Plug & Play Attacks: Towards Robust and Flexible Model Inversion Attacks (ICML 2022)

Abstract: Model inversion attacks (MIAs) aim to create synthetic images that reflect the class-wise characteristics from a target classifier's private training data by exploiting the model's learned knowledge. Previous research has developed generative MIAs that use generative adversarial networks (GANs) as image priors tailored to a specific target model. This makes the attacks time- and resource-consuming, inflexible, and susceptible to distributional shifts between datasets. To overcome these drawbacks, we present Plug & Play Attacks, which relax the dependency between the target model and image prior, and enable the use of a single GAN to attack a wide range of targets, requiring only minor adjustments to the attack. Moreover, we show that powerful MIAs are possible even with publicly available pre-trained GANs and under strong distributional shifts, for which previous approaches fail to produce meaningful results. Our extensive evaluation confirms the improved robustness and flexibility of Plug & Play Attacks and their ability to create high-quality images revealing sensitive class characteristics.
Full Paper (PDF)

Be Careful What You Smooth For: Label Smoothing Can Be a Privacy Shield but Also a Catalyst for Model Inversion Attacks (ICLR 2024)

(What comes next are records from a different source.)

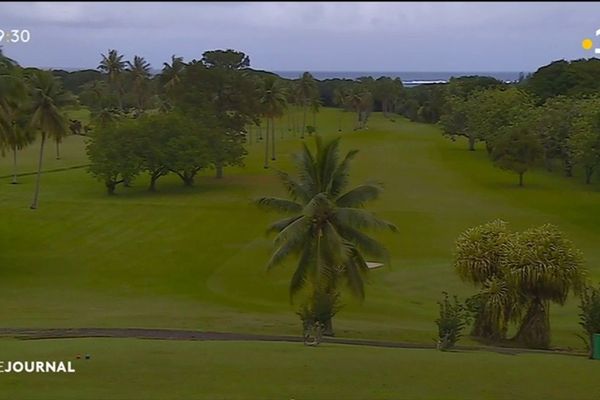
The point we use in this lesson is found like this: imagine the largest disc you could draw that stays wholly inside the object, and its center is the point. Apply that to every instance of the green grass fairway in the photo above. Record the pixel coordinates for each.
(195, 258)
(144, 369)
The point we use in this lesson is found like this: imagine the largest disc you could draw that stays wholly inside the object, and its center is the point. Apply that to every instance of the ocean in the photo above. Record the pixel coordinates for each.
(408, 78)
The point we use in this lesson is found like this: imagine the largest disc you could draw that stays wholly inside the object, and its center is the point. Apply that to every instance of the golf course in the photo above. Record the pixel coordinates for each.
(194, 258)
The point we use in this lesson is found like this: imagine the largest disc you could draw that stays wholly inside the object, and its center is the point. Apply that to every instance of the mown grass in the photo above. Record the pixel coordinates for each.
(148, 369)
(195, 257)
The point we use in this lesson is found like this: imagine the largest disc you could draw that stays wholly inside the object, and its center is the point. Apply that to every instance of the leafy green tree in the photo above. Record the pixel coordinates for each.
(555, 120)
(455, 122)
(516, 149)
(47, 93)
(187, 149)
(171, 73)
(325, 223)
(544, 267)
(493, 110)
(113, 66)
(219, 86)
(113, 153)
(584, 141)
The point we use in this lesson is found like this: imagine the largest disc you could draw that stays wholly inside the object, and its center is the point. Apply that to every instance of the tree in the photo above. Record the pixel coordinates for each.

Abstract: Label smoothing – using softened labels instead of hard ones – is a widely adopted regularization method for deep learning, showing diverse benefits such as enhanced generalization and calibration. Its implications for preserving model privacy, however, have remained unexplored. To fill this gap, we investigate the impact of label smoothing on model inversion attacks (MIAs), which aim to generate class-representative samples by exploiting the knowledge encoded in a classifier, thereby inferring sensitive information about its training data. Through extensive analyses, we uncover that traditional label smoothing fosters MIAs, thereby increasing a model's privacy leakage. Even more, we reveal that smoothing with negative factors counters this trend, impeding the extraction of class-related information and leading to privacy preservation, beating state-of-the-art defenses. This establishes a practical and powerful novel way for enhancing model resilience against MIAs.
Full Paper (PDF)

Model Inversion Attacks

Model inversion attacks (MIAs) intend to create synthetic images that reflect the characteristics of a specific class from a model's training data. For face recognition, the target model is trained to classify the identities of a set of people. An adversary without specific knowledge about the identities but with access to the trained model then tries to create synthetic facial images that share characteristic features with the targeted identities, such as gender, eye color, and facial shape. More intuitively, the adversary can be interpreted as a phantom sketch artist who aims to reconstruct faces based on the knowledge extracted from a target model.

Changelog

January 18, 2024 Updated repository to add the code of ICLR paper "Be Careful What You Smooth For". The update includes support for label smoothing training, the knowledge extraction score, and various code improvements. We also added pre-trained weights of the ResNet-152 classifiers used in the paper.
October 12, 2023 Updated PyTorch version to 2.0 to improve speed and add support for additional features.
July 20, 2022 Added GPU memory requirements.
July 18, 2022 Updated BibTex with proceeding information.
June 22, 2022 We added a release containing the code and model weights used to perform the attacks and evaluation in our ICML paper. See the default_attacking_local.yaml file on how to use local weight files. To use your own models, you need to extend classifier.py and, if necessary, attack_config_parser.py accordingly.

Setup and Run Attacks

GPU Memory Requirements

To provide a reference point for the GPU memory needed to perform the attacks, we measured the memory consumption for attacks against a ResNet-18 model trained on images with size 224x224. The memory consumption mainly depends on the batch size (BS), the target model size, and the StyleGAN2 model size. For our paper, we used V100-SXM3-32GB-H GPUs, but GPUs with smaller memory sizes are also sufficient.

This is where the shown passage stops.